How to Lose a Sales Lead
Wednesday, April 2, 2014
As a business owner, I often need to purchase products and services, so it makes me happy when vendors can clearly explain the benefits of their offerings. The better they can describe their wares, the more straightforward my decision making becomes.
Unfortunately, many salesmen try to control the sales process and attempt to channel potential customers into high pressure sales funnels.
While researching a service today, I narrowed the field from half a dozen options to two. One firm listed the details of its offering on its website. I could tell that their service would fit my needs. The other provided little information, requiring interested parties to submit their information into a contact form. I provided my email address, typed "please respond via email, not phone" and asked a very straightforward question. Does your service provide any benefit over the other guys?

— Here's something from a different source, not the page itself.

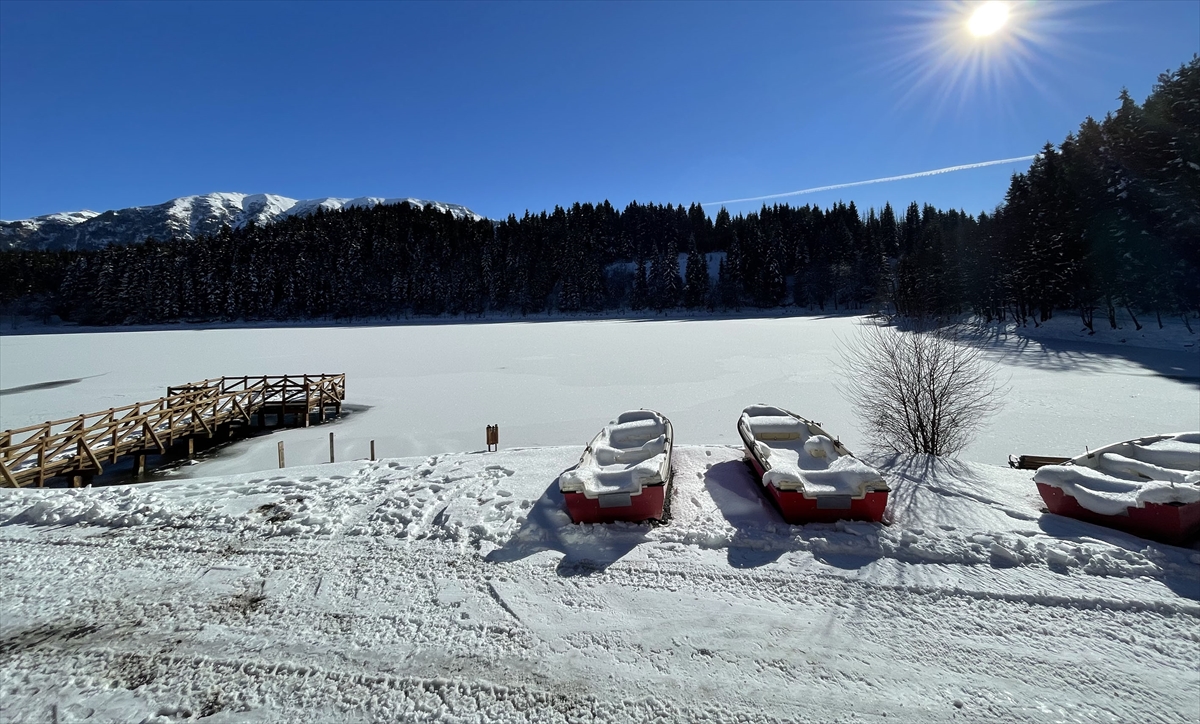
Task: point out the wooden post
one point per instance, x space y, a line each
41 462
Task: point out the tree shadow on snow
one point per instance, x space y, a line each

Soon I received an emailed reply. Not only was it full of flowery words that revealed nothing, the sales associate ignored my questions entirely. In the end, he stated that his offering was so wonderful, that he would need to speak to my on the phone in order to properly explain it.

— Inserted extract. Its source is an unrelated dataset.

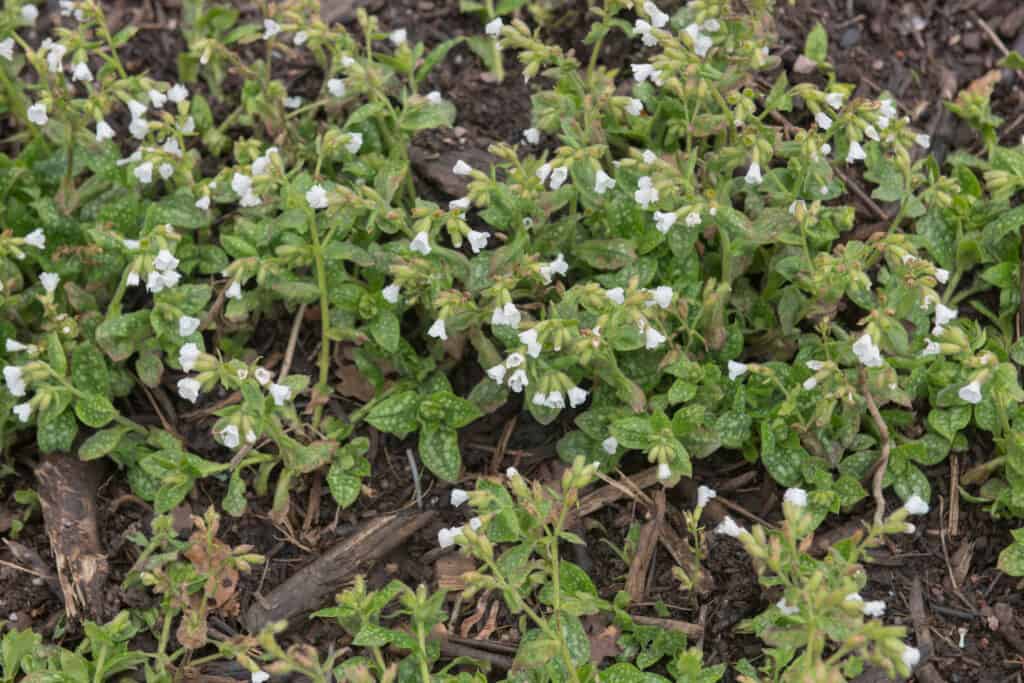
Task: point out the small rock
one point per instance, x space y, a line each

Like many potential customers, I'm not a fan of the hard sale. I had a simple question and the associate was unwilling to answer it. His competitor won my sale without even lifting a finger.
When you're dealing with potential customers, don't make them do extra work. Don't force them to sit through a high pressure pitch. Don't make them connect the dots between their pain points and your offering.
Increasing sales with a low pressure sales technique is a win for all parties involved.